Comparison of the cutaneous/systemic antiinflammatory activity ratios for desonide and hydrocortisone in various experimental models.

Author(s): Tarayre JP, Aliaga M, Barbara M, Ballester R, Tisne-Versailles J, Couzinier JP

Affiliation(s): Department of Pharmacology A, P. Fabre Research Center, Castres, France.

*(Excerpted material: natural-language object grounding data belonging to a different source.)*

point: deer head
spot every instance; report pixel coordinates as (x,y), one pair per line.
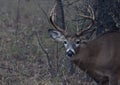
(71,42)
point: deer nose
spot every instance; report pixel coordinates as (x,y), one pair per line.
(70,53)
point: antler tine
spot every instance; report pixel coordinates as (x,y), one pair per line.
(91,17)
(52,18)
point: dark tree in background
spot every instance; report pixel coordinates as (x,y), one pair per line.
(107,10)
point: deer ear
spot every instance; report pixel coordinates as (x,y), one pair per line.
(56,35)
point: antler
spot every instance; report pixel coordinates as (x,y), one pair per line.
(91,17)
(52,20)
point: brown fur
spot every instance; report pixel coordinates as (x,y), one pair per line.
(100,58)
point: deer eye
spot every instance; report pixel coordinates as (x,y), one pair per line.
(78,42)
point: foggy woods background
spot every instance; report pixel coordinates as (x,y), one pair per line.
(29,57)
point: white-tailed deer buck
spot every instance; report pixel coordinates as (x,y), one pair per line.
(99,57)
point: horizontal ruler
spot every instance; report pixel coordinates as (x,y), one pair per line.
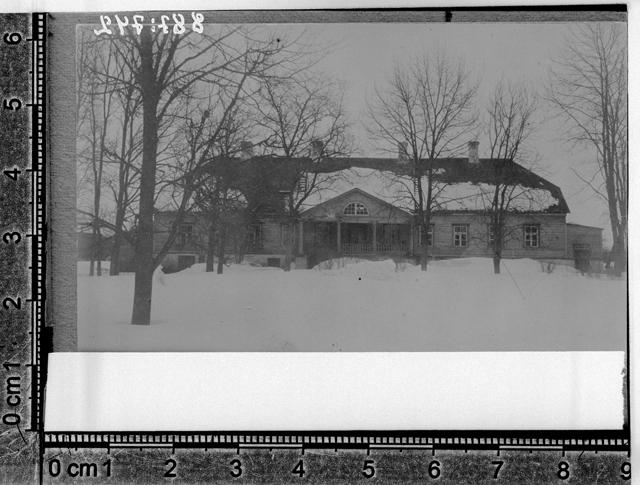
(444,440)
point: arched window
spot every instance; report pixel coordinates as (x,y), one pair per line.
(355,209)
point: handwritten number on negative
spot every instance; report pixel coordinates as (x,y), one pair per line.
(105,21)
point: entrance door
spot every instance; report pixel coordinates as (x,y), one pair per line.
(357,233)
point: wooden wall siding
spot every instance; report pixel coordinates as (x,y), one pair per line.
(577,234)
(552,236)
(162,224)
(378,210)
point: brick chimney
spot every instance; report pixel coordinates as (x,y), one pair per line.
(246,150)
(403,154)
(473,151)
(317,147)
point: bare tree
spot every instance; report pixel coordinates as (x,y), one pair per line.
(94,116)
(509,124)
(303,120)
(166,67)
(426,112)
(589,90)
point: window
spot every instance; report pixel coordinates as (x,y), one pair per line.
(531,236)
(285,235)
(185,233)
(355,209)
(460,235)
(491,235)
(254,236)
(429,235)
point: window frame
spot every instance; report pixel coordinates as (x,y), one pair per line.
(430,235)
(455,233)
(357,211)
(526,238)
(285,232)
(255,236)
(185,236)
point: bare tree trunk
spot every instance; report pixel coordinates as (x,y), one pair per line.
(211,248)
(114,268)
(424,257)
(141,314)
(222,239)
(290,242)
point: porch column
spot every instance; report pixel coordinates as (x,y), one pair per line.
(375,236)
(300,238)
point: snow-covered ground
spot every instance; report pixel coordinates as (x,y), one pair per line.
(350,305)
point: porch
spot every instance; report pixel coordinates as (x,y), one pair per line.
(355,238)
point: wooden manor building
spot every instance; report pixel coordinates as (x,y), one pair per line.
(364,207)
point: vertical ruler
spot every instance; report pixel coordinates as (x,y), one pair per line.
(39,336)
(24,340)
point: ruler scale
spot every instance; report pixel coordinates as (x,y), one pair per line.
(282,456)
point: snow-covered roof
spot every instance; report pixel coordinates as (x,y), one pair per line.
(398,190)
(460,184)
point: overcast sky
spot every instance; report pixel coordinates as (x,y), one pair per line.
(364,55)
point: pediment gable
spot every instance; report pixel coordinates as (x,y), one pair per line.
(374,208)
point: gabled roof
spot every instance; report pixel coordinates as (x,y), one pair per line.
(281,172)
(349,193)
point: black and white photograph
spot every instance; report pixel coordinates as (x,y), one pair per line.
(355,244)
(351,186)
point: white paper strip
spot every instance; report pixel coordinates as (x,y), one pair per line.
(334,391)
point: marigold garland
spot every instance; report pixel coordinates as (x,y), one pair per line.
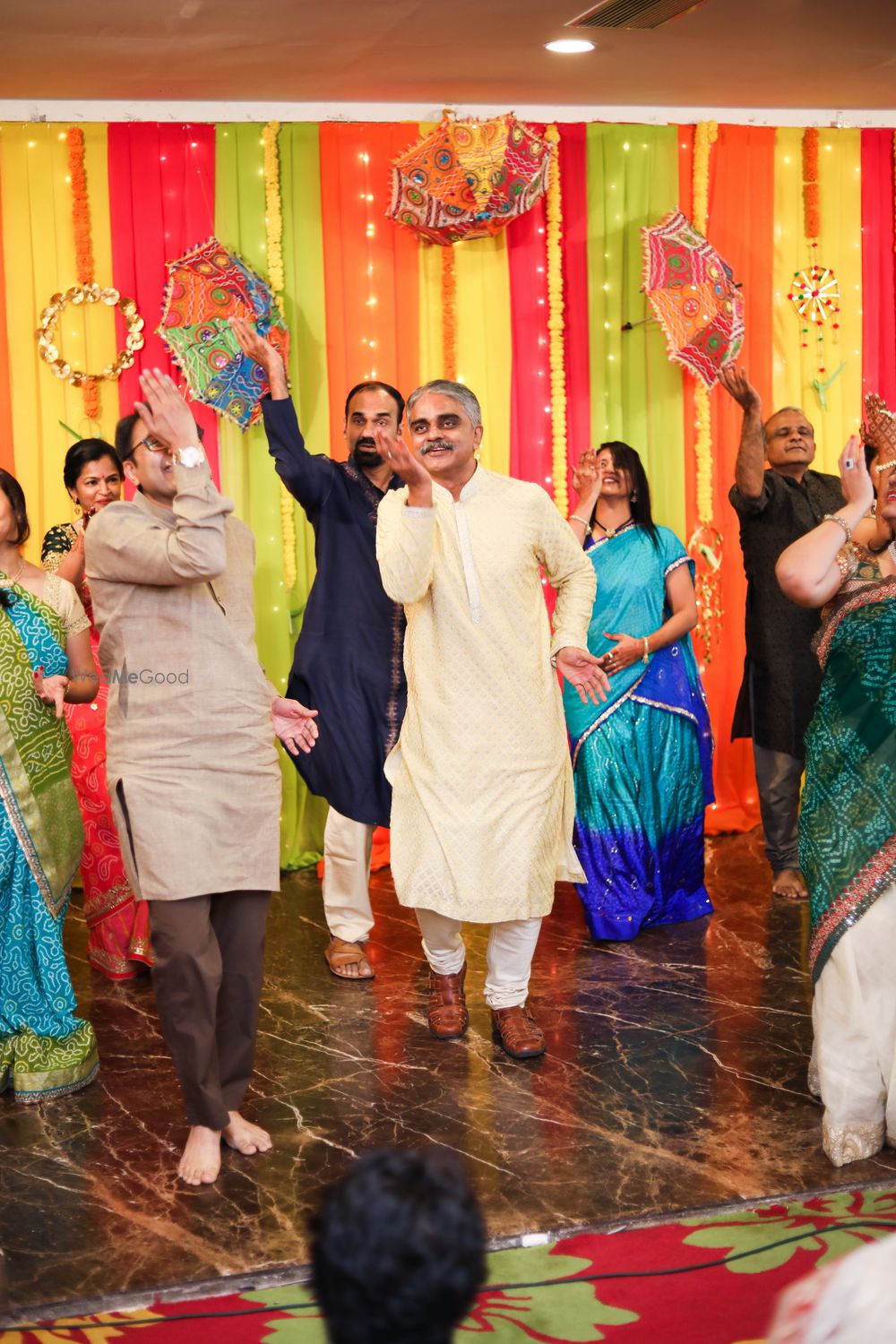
(705,542)
(83,244)
(449,312)
(274,247)
(556,325)
(814,290)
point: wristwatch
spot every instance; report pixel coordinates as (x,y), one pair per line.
(190,456)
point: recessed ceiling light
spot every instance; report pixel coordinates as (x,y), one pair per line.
(570,46)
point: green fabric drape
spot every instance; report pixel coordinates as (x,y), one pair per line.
(247,470)
(635,392)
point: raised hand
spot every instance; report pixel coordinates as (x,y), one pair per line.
(855,476)
(295,725)
(164,411)
(51,690)
(408,465)
(587,476)
(583,671)
(737,383)
(626,652)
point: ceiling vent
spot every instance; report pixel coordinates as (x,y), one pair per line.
(633,13)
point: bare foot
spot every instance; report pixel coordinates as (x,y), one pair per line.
(347,960)
(245,1137)
(201,1160)
(790,884)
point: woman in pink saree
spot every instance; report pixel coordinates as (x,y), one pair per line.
(117,924)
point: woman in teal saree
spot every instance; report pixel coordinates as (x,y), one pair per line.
(642,758)
(848,817)
(45,659)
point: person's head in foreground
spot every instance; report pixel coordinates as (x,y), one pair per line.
(398,1249)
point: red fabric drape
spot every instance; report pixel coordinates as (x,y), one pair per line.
(370,265)
(879,282)
(575,290)
(742,228)
(530,370)
(161,191)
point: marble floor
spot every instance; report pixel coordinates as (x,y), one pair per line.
(675,1078)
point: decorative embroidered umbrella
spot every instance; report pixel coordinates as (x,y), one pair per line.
(206,288)
(468,179)
(694,296)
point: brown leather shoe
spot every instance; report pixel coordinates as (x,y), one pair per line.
(449,1018)
(517,1031)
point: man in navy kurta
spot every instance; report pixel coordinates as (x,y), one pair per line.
(349,655)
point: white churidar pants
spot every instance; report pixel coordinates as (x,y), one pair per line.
(855,1023)
(508,956)
(347,876)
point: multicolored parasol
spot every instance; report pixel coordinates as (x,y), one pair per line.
(694,296)
(206,288)
(468,179)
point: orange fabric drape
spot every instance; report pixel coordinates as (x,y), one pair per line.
(740,226)
(370,266)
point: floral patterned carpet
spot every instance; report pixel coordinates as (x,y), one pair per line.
(710,1279)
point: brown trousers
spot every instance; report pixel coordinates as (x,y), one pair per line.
(207,975)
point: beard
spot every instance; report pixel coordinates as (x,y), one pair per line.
(366,453)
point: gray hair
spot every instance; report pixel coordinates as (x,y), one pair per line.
(788,410)
(457,392)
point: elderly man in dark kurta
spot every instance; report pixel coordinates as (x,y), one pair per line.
(782,676)
(191,762)
(349,656)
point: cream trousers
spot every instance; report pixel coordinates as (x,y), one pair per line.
(508,956)
(347,876)
(855,1021)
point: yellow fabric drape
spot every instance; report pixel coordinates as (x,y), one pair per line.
(247,470)
(794,368)
(39,250)
(635,392)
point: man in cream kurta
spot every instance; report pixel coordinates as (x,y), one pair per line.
(482,803)
(191,762)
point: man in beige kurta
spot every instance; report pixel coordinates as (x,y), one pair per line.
(191,762)
(482,803)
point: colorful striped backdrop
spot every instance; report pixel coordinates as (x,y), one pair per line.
(365,300)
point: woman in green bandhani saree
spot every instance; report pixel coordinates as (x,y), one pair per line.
(848,819)
(45,658)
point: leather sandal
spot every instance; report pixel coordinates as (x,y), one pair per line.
(340,953)
(447,1015)
(517,1031)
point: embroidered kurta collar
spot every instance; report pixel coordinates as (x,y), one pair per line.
(471,488)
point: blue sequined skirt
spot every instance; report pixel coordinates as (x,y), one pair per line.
(640,822)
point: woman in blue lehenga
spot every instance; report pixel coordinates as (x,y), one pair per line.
(642,760)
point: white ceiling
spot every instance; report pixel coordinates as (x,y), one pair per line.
(786,54)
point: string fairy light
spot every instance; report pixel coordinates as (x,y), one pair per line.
(556,325)
(273,247)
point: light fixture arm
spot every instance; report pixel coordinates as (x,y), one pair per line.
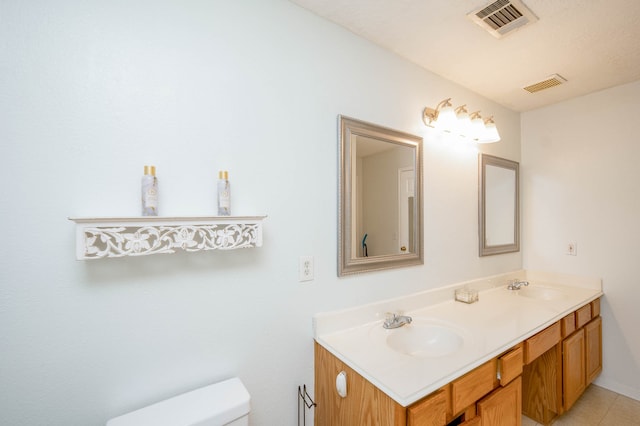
(429,115)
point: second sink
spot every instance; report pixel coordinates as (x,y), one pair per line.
(425,339)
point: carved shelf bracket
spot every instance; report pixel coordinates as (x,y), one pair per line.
(97,238)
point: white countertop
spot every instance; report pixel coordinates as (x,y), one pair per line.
(499,320)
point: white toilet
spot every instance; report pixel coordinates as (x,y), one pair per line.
(224,403)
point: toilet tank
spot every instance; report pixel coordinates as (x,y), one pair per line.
(224,403)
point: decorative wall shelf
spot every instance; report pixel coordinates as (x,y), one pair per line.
(97,238)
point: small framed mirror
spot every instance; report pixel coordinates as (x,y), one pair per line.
(498,205)
(380,198)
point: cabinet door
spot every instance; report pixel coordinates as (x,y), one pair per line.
(503,407)
(574,380)
(431,411)
(364,404)
(593,336)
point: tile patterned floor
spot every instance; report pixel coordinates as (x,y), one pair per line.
(598,407)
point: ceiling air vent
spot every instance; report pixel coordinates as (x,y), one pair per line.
(503,16)
(551,81)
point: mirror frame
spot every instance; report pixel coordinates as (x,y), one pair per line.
(485,160)
(347,262)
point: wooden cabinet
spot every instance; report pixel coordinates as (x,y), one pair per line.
(574,380)
(503,407)
(430,411)
(593,343)
(472,386)
(364,404)
(555,379)
(540,377)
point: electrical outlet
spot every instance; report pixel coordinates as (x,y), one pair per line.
(305,268)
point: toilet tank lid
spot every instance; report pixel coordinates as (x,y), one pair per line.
(216,404)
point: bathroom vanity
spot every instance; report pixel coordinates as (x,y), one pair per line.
(531,351)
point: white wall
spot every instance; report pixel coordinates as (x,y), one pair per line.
(580,183)
(93,90)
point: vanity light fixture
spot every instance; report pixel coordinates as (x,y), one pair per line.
(442,117)
(490,134)
(459,121)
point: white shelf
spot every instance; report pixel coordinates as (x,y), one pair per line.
(97,238)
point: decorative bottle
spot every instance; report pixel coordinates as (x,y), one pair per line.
(149,192)
(224,194)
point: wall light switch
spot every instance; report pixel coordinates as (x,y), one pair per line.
(305,268)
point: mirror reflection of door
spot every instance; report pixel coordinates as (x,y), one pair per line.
(383,222)
(406,191)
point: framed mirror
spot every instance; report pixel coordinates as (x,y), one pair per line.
(379,198)
(498,205)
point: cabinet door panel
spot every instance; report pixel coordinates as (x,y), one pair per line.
(510,366)
(573,368)
(503,407)
(472,386)
(593,336)
(540,343)
(430,411)
(364,404)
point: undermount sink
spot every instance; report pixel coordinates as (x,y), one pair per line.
(541,293)
(425,339)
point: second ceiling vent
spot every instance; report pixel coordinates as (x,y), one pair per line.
(502,17)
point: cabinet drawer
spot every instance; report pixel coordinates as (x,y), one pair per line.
(568,324)
(472,386)
(432,410)
(583,315)
(540,343)
(510,366)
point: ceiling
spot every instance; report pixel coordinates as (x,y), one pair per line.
(593,44)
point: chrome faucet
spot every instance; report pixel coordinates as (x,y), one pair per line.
(516,284)
(396,321)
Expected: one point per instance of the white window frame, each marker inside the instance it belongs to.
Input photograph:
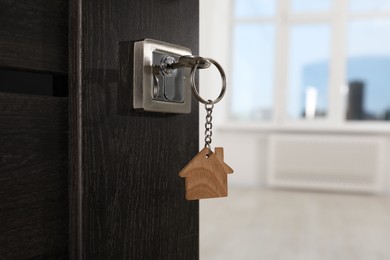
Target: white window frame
(337, 18)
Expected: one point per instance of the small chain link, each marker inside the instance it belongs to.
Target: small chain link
(208, 125)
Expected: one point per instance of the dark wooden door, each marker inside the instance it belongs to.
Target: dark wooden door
(83, 176)
(127, 201)
(34, 213)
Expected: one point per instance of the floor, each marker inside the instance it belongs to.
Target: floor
(292, 225)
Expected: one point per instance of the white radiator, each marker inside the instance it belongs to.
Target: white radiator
(347, 163)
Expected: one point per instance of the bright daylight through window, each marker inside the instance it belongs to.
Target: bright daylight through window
(311, 59)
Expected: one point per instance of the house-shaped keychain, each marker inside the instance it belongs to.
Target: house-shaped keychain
(206, 175)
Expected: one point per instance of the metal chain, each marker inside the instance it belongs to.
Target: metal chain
(208, 125)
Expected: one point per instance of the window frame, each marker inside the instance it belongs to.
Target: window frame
(337, 18)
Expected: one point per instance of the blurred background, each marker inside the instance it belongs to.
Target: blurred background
(305, 125)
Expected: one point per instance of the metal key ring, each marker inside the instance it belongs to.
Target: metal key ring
(193, 84)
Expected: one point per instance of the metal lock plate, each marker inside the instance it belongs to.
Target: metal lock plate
(157, 89)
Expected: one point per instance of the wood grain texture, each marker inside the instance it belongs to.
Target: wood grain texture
(206, 175)
(127, 201)
(34, 35)
(33, 177)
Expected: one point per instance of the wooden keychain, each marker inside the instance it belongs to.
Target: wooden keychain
(206, 174)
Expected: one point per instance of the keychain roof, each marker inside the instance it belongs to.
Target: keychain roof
(206, 175)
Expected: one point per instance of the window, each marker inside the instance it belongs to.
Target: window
(300, 60)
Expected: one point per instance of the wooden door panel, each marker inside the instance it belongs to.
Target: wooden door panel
(127, 201)
(33, 177)
(34, 35)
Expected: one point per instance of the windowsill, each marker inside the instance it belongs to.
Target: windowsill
(382, 128)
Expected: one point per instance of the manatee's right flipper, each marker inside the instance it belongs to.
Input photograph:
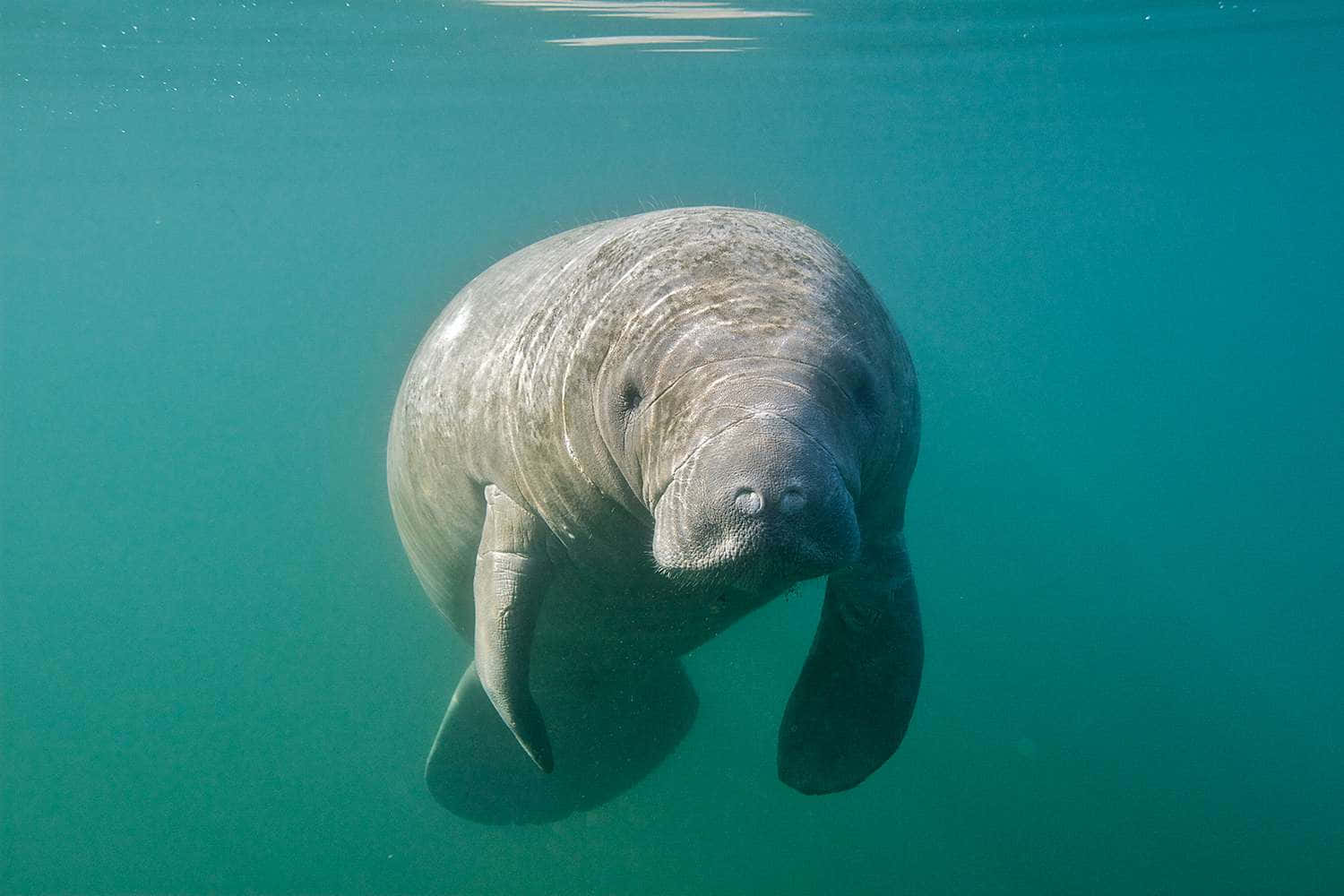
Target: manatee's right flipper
(607, 732)
(857, 688)
(513, 573)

Publication date & source: 1988-04, Arzneimittelforschung., 38(4):542-5.

Publication type:

The ratios of antiinflammatory activity after oral administration (oral ED50/cutaneous ED50) for desonide (Locapred) and hydrocortisone (hydrocortisone acetate) were compared in various nonimmunological and immunological experimental models on mouse ears: edema induced by croton oil; primary irritation due to picryl chloride; the acute phase (6 h) and the beginning of the chronic phase (24 h) of inflammation due to cantharidin; delayed contact hypersensitivity to picryl chloride; and the semi-delayed (6 h) and delayed (24 h) phases of contact hypersensitivity to oxazolone. These investigations showed that, besides having a better antiinflammatory effect, desonide had a better ratio of local activity to systemic effect in all the models. In addition, by contrast with orally active doses, locally active doses did not induce any thymolytic effect. Such results were confirmed in rats in which desonide reduced 24 h carrageenin abscess after cutaneous application without any significant thymolytic effect. Hydrocortisone was inactive.